Ensaio sobre a desonestidade. Por Zuggi Almeida
– E aí, amiga?
– Beleza! Você viu a Maria de Fátima? Ela se deu bem, hein?
– Pois é, menina! Pula daqui, pula dali e foi cair nas graças e rendas de um fazendeiro rico.
-Oxente! Ela foi esperta. Deu a volta na mãe, armou com César, arrumou um casamento com Afonso, deu um chifre no filho de Odete Roitman, engravidou de César, tentou entregar o neto de Raquel e no fim acertou na Mega Sena casando com um otário.
– Melhor foi César que nunca deu um prego na vida. Vivia da academia pra praia, e da praia para os braços de que qualquer piriguete fascinada pelos músculos do galã.
Engravidou Maria de Fátima e não assumiu o filho.

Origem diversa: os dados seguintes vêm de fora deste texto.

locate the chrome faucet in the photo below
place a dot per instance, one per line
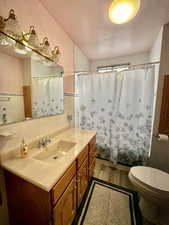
(44, 142)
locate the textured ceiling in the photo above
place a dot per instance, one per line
(87, 23)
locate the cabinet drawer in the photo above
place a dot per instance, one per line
(63, 183)
(83, 155)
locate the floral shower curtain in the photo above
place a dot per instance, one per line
(119, 106)
(47, 96)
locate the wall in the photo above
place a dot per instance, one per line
(159, 157)
(82, 63)
(45, 25)
(155, 55)
(133, 59)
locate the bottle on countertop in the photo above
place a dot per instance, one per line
(4, 116)
(24, 148)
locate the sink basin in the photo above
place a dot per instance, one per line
(54, 152)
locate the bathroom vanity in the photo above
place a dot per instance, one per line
(47, 190)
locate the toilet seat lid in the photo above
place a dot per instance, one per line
(152, 177)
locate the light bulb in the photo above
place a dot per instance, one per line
(122, 11)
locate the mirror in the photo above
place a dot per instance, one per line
(31, 86)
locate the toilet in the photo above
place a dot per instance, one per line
(153, 186)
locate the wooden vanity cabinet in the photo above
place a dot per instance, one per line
(82, 181)
(65, 209)
(30, 205)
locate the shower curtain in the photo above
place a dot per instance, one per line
(47, 96)
(119, 106)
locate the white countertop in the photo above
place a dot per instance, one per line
(42, 174)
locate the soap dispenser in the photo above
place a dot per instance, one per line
(24, 148)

O cara era barril, mesmo. Imagine que conseguiu dobrar a Odete a ponto dela ricona ficar caída por ele, casar e dividir a fortuna com o miseravão !

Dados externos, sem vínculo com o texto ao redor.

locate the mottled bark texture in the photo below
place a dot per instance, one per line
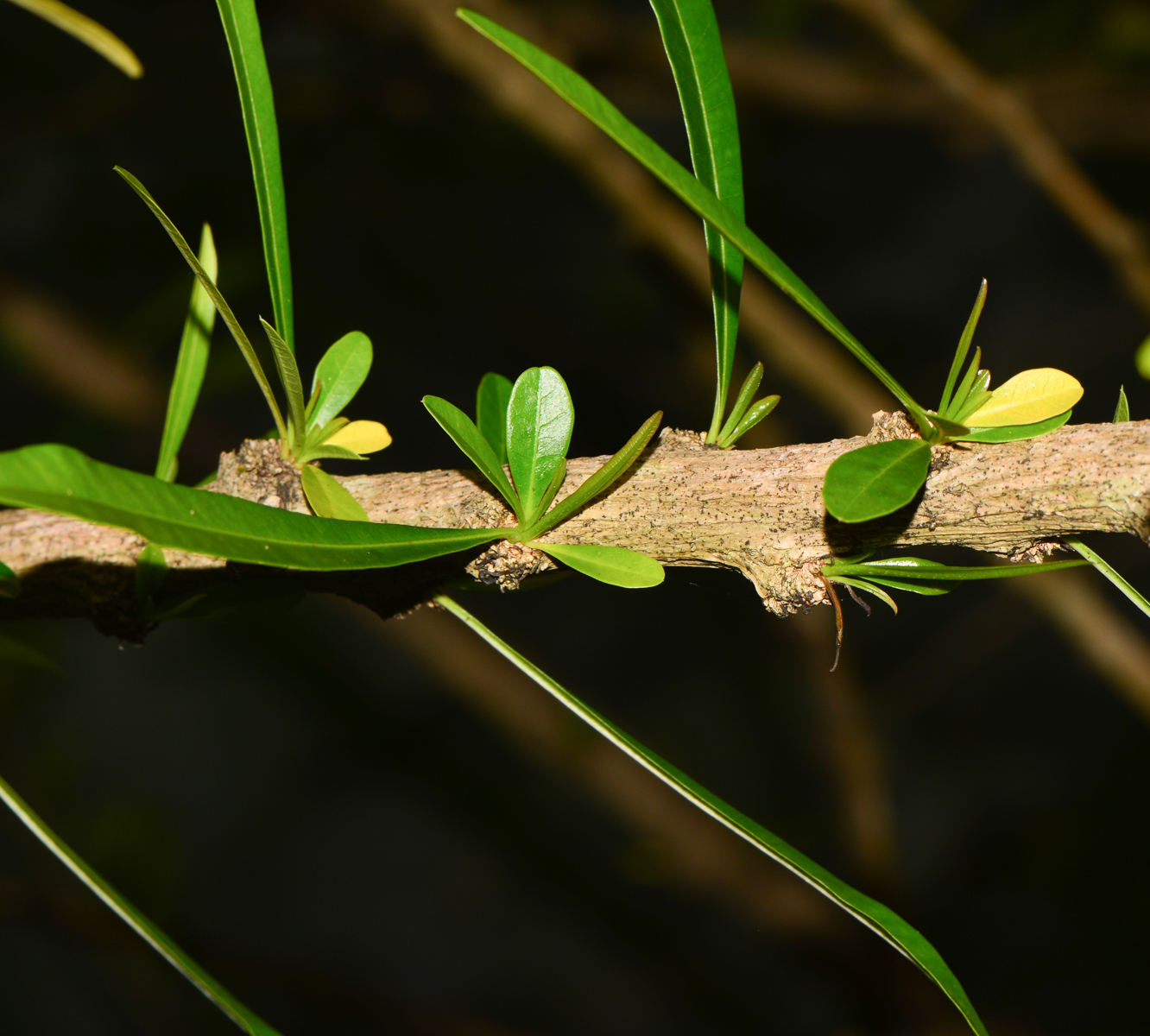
(755, 511)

– Odete morreu ou sumiu, e aí, você já sabe…!
(Esse é um diálogo fictício, mas possível de acontecer em qualquer esquina, escola, praia ou loja de shopping desse imenso país.)
Não pretendo levantar aqui a bandeira de arauto do bom mocismo, nem defensor dos bons costumes, mas, sim fazer uma pausa para refletir sobre a importância do caráter, da honestidade e do respeito mútuo na sociedade.
O folhetim Vale Tudo que foi exibido pela Rede Globo encerrou sem atingir os maiores picos de audiência das novelas das nove, mesmo invadindo milhões de lares brasileiros apresentando tramas, conlúios, traições sem perder a oportunidade para vender carros, sabão em pó, botijão de gás, aplicativos de entregas e demais produtos oportunizados pelo merchandising.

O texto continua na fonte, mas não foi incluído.